What are the Disadvantages of Short Selling?
- As mentioned earlier, if the trader’s prediction fails, they are exposed to infinite risk. We would recommend that you stay away from short selling if you are new to trading.
- In short selling, a trader would have to borrow shares from a broker. There is an interest levied on these borrowed stocks, and the trader also has to maintain a margin. If the margin is not maintained, the trader might need to increase funding or liquidate (exit) their position.
- Timing is a very important aspect of short selling. If a trader shorts stocks long before the prices drop, they would have to bear the costs associated with short selling for a longer period. If a trader shorts a stock late, they would not be able to catch the fall that was initially predicted.
- Traders who short stocks could be prone to a short squeeze. This is a situation wherein highly shorted stocks are targeted by certain investors. They would buy these stocks and drive up their prices. Thus, the short sellers would make huge losses when this happens. This is what happened with GameStop, AMC shares in the US. You can read more about it here.
What are the Risks of Short Selling?
A few of the risks of short selling are:
- Potential for Unlimited Losses
- Margin Calls - A margin call is a demand from a broker for an investor/trader to deposit additional funds to cover potential losses in their account.

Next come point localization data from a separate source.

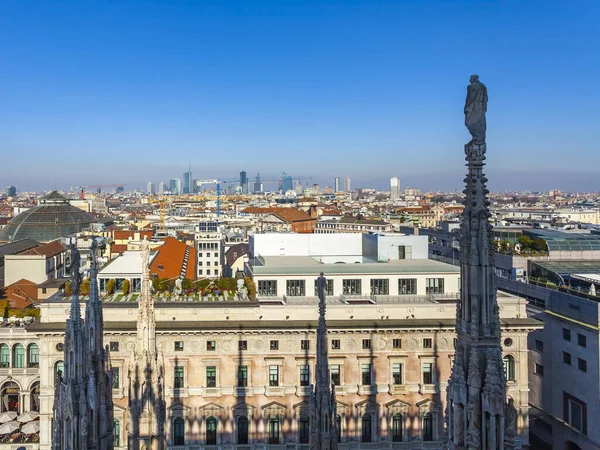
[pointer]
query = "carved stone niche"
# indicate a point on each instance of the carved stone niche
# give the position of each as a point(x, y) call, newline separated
point(274, 409)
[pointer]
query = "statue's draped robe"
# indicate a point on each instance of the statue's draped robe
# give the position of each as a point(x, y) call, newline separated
point(475, 109)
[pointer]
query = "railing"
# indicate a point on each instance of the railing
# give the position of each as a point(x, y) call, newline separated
point(410, 445)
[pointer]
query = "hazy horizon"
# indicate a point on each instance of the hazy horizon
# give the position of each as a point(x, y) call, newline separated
point(113, 92)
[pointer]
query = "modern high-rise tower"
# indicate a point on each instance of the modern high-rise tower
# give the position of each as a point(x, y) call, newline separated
point(244, 182)
point(394, 188)
point(347, 186)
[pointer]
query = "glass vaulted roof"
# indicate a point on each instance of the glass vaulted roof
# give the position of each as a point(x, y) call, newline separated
point(559, 240)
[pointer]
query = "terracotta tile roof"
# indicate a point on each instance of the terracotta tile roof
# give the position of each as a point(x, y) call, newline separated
point(171, 260)
point(118, 248)
point(21, 293)
point(48, 250)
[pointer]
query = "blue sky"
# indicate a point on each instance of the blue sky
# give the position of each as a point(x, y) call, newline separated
point(123, 91)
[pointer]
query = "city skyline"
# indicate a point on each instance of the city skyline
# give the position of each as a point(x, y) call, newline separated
point(244, 82)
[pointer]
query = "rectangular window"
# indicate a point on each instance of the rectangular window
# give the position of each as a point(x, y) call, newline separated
point(539, 370)
point(116, 377)
point(243, 376)
point(328, 287)
point(407, 286)
point(575, 412)
point(434, 286)
point(267, 288)
point(304, 375)
point(366, 374)
point(427, 373)
point(295, 288)
point(211, 376)
point(335, 374)
point(178, 377)
point(397, 373)
point(351, 287)
point(273, 375)
point(380, 286)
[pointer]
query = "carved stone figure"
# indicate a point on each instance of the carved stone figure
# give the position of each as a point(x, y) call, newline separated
point(242, 290)
point(178, 288)
point(475, 109)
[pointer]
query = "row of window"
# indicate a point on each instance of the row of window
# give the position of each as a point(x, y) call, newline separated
point(380, 286)
point(18, 356)
point(200, 255)
point(304, 345)
point(274, 429)
point(274, 371)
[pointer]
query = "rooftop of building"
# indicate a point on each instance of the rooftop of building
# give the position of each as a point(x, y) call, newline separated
point(48, 250)
point(51, 219)
point(308, 265)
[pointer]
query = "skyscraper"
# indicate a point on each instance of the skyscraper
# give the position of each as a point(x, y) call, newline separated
point(188, 182)
point(394, 188)
point(286, 183)
point(347, 187)
point(244, 182)
point(175, 186)
point(257, 185)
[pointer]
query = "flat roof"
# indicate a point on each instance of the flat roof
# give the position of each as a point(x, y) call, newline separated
point(307, 265)
point(442, 324)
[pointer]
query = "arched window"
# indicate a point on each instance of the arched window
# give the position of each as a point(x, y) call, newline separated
point(273, 430)
point(178, 431)
point(243, 430)
point(397, 428)
point(35, 397)
point(33, 355)
point(211, 431)
point(4, 356)
point(509, 367)
point(59, 367)
point(18, 356)
point(117, 432)
point(304, 430)
point(428, 427)
point(10, 394)
point(366, 435)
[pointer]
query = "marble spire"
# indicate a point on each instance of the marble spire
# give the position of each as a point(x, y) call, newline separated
point(323, 424)
point(147, 408)
point(83, 408)
point(477, 406)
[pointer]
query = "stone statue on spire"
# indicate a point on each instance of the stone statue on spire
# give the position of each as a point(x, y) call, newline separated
point(323, 424)
point(477, 408)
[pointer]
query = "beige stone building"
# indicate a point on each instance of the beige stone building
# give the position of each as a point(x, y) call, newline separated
point(238, 373)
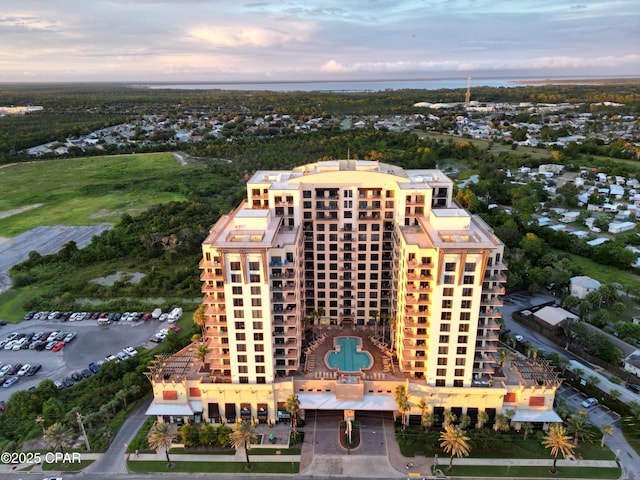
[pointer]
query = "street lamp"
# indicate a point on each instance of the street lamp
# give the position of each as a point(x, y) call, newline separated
point(84, 433)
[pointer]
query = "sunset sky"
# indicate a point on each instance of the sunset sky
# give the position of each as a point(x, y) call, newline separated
point(217, 41)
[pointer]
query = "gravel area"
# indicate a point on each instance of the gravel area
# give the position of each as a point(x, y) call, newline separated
point(44, 240)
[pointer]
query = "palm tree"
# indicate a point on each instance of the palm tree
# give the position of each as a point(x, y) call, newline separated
point(527, 428)
point(201, 353)
point(293, 406)
point(606, 430)
point(426, 417)
point(199, 319)
point(40, 421)
point(559, 442)
point(58, 437)
point(375, 314)
point(242, 434)
point(453, 440)
point(161, 437)
point(402, 400)
point(483, 417)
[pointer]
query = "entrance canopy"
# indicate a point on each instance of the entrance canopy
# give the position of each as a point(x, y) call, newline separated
point(169, 409)
point(532, 416)
point(327, 401)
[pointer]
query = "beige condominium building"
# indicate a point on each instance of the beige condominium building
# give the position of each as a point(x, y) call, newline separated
point(338, 281)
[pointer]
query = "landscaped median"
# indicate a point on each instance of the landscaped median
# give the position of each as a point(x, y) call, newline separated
point(528, 468)
point(278, 464)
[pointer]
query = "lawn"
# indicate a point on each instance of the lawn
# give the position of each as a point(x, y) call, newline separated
point(492, 471)
point(85, 191)
point(603, 273)
point(150, 466)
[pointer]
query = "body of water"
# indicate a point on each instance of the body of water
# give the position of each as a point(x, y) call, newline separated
point(352, 86)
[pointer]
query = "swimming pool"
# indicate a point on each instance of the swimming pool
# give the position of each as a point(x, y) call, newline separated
point(347, 356)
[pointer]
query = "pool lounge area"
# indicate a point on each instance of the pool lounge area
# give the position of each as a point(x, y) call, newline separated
point(347, 355)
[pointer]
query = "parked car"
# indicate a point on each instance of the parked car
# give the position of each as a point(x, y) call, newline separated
point(589, 402)
point(14, 369)
point(9, 381)
point(130, 351)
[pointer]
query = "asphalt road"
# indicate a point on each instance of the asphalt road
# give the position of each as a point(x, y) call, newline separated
point(92, 343)
point(598, 415)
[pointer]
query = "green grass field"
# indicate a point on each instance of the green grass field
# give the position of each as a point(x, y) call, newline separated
point(85, 191)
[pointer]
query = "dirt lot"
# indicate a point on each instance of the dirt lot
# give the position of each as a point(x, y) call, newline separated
point(44, 240)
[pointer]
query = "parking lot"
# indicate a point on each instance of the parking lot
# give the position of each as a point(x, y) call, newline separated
point(93, 342)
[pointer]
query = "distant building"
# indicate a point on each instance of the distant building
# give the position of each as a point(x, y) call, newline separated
point(581, 286)
point(316, 261)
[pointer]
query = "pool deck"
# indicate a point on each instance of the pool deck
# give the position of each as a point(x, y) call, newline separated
point(315, 366)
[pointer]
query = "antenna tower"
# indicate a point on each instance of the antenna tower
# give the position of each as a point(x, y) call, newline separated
point(467, 97)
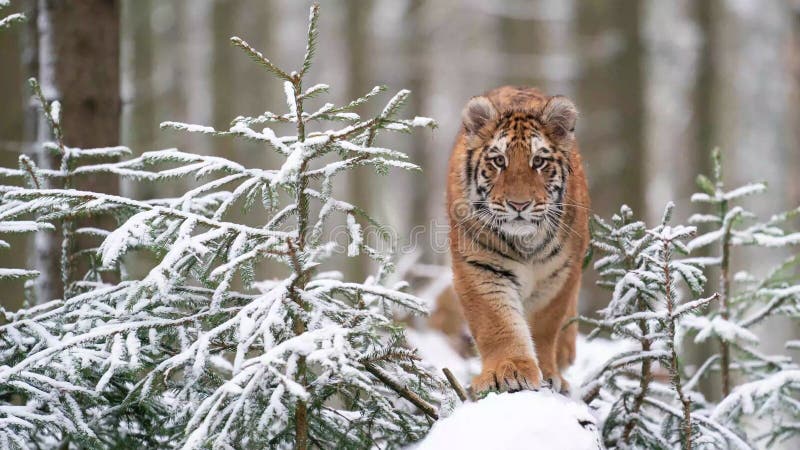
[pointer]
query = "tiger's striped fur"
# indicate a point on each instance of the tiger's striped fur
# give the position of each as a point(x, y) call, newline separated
point(518, 209)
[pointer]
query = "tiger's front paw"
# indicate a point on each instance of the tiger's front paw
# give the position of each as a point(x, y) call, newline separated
point(508, 375)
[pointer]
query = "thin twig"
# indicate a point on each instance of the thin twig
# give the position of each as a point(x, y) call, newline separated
point(403, 391)
point(460, 392)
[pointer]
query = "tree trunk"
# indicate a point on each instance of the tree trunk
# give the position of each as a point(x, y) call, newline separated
point(79, 66)
point(357, 37)
point(670, 73)
point(12, 51)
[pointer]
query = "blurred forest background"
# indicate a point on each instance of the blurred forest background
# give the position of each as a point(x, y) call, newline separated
point(658, 85)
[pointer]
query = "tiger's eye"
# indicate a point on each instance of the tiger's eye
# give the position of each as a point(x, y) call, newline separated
point(499, 161)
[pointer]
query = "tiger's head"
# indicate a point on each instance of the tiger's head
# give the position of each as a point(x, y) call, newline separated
point(518, 162)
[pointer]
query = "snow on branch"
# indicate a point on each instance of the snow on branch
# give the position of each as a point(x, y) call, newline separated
point(198, 351)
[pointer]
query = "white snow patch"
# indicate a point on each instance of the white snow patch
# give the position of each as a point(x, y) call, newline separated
point(522, 420)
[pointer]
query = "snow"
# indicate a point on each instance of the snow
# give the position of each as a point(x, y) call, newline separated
point(521, 420)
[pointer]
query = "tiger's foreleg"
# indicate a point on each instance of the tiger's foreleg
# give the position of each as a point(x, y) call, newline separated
point(494, 313)
point(555, 345)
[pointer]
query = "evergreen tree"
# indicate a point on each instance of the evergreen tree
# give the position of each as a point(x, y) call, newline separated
point(645, 399)
point(198, 352)
point(771, 382)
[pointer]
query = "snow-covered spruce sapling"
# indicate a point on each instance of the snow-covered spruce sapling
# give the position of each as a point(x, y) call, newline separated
point(222, 360)
point(746, 300)
point(642, 394)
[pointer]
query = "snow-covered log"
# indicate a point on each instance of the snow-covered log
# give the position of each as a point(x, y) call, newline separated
point(522, 420)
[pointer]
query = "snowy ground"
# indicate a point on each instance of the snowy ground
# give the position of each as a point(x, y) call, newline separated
point(522, 420)
point(434, 348)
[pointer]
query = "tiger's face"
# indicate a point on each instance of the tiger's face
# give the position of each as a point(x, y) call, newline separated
point(517, 165)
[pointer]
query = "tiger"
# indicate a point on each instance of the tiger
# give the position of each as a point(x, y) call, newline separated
point(518, 205)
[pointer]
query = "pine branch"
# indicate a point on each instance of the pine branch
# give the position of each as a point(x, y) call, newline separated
point(403, 391)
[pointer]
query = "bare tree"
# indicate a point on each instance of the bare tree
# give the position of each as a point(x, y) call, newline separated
point(78, 63)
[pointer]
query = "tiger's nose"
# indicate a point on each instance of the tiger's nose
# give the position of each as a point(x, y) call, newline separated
point(518, 206)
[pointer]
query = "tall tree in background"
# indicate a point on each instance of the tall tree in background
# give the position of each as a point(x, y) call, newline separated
point(357, 13)
point(79, 66)
point(753, 112)
point(670, 72)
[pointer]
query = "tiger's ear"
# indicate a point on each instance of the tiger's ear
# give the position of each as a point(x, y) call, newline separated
point(478, 112)
point(559, 116)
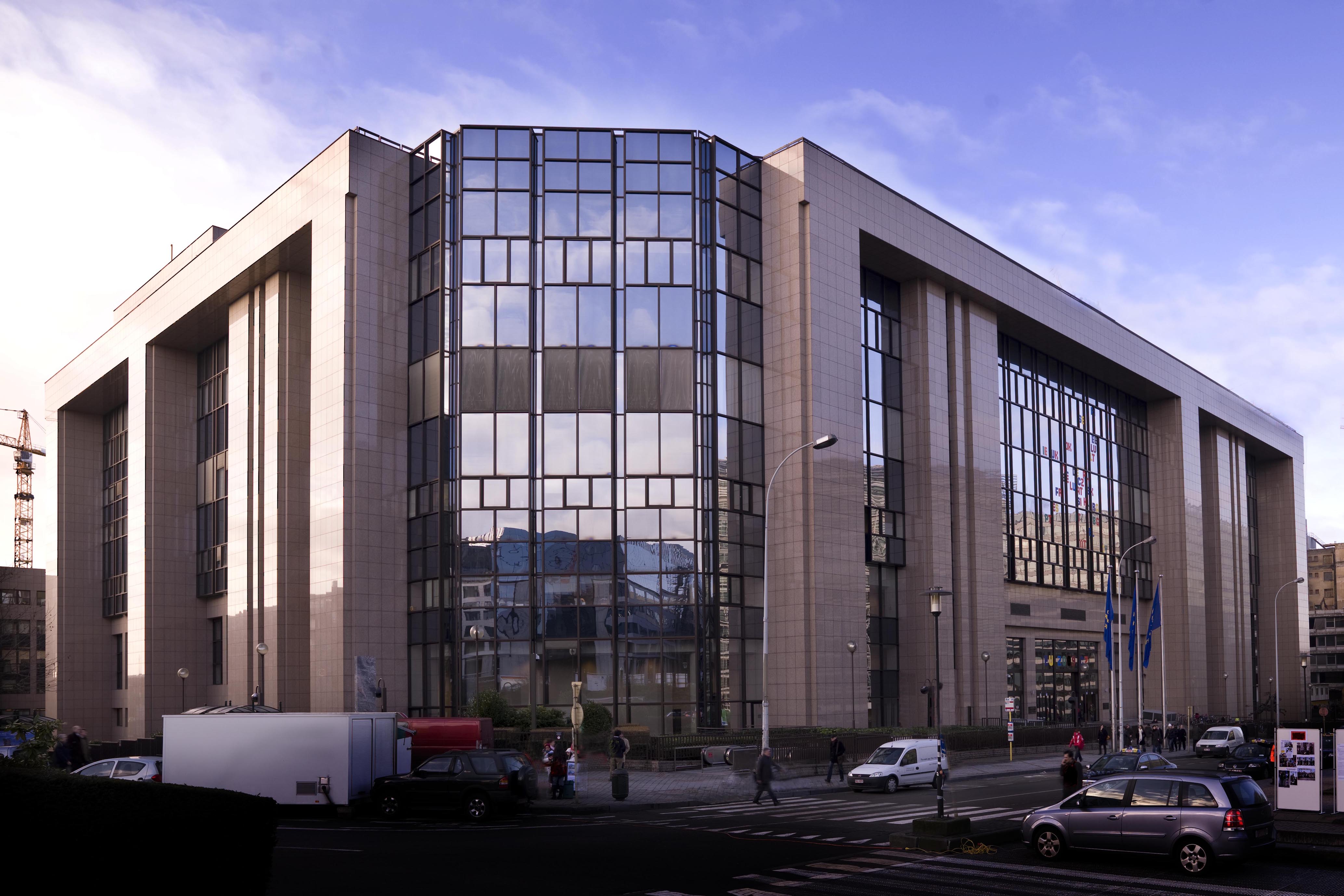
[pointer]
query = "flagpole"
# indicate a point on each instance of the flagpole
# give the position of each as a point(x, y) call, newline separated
point(1162, 632)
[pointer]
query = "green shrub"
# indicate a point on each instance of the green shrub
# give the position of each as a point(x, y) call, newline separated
point(176, 829)
point(597, 719)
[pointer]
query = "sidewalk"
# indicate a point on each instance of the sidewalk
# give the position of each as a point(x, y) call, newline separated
point(721, 785)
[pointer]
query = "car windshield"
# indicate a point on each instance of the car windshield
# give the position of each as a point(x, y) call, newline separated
point(1244, 792)
point(1115, 762)
point(886, 756)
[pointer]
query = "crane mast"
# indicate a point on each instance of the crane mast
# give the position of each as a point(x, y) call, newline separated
point(23, 453)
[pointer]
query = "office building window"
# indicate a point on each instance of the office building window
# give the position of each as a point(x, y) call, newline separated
point(213, 471)
point(1076, 492)
point(217, 651)
point(115, 512)
point(15, 656)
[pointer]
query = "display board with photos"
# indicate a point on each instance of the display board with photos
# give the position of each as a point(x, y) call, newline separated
point(1300, 769)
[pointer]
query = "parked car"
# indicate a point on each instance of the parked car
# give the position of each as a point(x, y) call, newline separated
point(1116, 763)
point(1197, 817)
point(475, 781)
point(1252, 760)
point(1220, 741)
point(125, 769)
point(900, 763)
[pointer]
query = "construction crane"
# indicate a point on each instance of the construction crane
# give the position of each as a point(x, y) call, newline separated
point(23, 453)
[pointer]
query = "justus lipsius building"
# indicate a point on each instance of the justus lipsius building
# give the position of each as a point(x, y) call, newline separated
point(501, 410)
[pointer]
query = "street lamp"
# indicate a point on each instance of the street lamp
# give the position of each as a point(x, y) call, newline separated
point(984, 657)
point(183, 673)
point(816, 445)
point(1307, 708)
point(936, 596)
point(1299, 581)
point(854, 695)
point(260, 694)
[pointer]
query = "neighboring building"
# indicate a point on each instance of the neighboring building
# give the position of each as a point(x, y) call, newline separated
point(1324, 566)
point(501, 411)
point(23, 640)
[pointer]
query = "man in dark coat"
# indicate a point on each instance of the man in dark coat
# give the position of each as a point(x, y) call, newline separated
point(765, 777)
point(837, 757)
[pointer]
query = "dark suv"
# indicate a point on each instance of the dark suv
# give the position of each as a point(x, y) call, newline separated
point(476, 781)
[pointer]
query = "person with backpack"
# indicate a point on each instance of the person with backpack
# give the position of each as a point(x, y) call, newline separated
point(618, 751)
point(837, 757)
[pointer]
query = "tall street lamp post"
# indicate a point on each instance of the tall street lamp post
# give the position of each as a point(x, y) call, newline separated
point(936, 596)
point(984, 657)
point(261, 675)
point(183, 673)
point(854, 694)
point(819, 444)
point(1299, 581)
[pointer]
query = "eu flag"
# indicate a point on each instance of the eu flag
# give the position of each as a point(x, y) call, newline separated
point(1155, 621)
point(1107, 628)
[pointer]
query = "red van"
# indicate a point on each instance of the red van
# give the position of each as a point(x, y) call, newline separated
point(441, 735)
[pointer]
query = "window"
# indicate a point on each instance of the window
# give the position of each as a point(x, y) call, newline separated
point(115, 512)
point(1198, 797)
point(120, 668)
point(1154, 793)
point(217, 651)
point(1074, 465)
point(1107, 794)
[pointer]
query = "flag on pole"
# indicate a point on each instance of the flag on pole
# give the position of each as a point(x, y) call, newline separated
point(1133, 627)
point(1107, 628)
point(1155, 621)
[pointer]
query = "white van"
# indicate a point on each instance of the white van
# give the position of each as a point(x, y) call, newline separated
point(1220, 741)
point(900, 763)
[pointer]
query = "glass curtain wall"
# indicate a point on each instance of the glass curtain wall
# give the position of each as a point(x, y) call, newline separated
point(1076, 489)
point(213, 471)
point(577, 425)
point(1066, 682)
point(115, 512)
point(883, 487)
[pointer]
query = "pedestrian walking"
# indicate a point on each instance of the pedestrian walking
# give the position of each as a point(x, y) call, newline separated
point(1070, 776)
point(765, 777)
point(619, 749)
point(837, 757)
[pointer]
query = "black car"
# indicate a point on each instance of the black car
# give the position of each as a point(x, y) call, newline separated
point(1115, 763)
point(1249, 760)
point(476, 781)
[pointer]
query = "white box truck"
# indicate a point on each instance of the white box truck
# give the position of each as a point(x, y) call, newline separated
point(295, 758)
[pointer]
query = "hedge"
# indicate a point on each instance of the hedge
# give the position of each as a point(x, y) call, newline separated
point(213, 839)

- Limited Availability of Borrowed Shares
- Regulatory Restrictions and Market Manipulation
- Squeeze Risk
- Timing Risk
Long Position vs Short Position
- A long position means that the investor has bought the shares and is expecting the price to go up.
- A short position means that the investor has short-sold a share and is expecting the prices to fall.
- A long position makes a profit when the price rises while a short position makes a profit when the price falls.
Regulations for Short Selling in India
In order to short stocks, traders need to have a margin account through which they can borrow stocks from a broker. They would need to maintain the margin amount in that account to continue or retain a short position. This margin acts as a security deposit with your broker.
Traders can place a Margin Intraday Square (MIS) order for short selling. This means that selling and buying the stock (short selling) happens during the market hours (9:15 am to 3:30 pm). Brokers will automatically square off your short position towards the end of market hours.
The Securities and Exchange Board of India (SEBI) allows traders to short-sell securities only in intraday trade. The entire process of short selling has to take place within the same day. Due to the Covid-19 pandemic and the negative sentiments surrounding it, global markets crashed in March-April 2020. In order to stabilise markets, SEBI imposed a temporary ban on short selling and increased margin requirements. This ban was lifted in November 2020.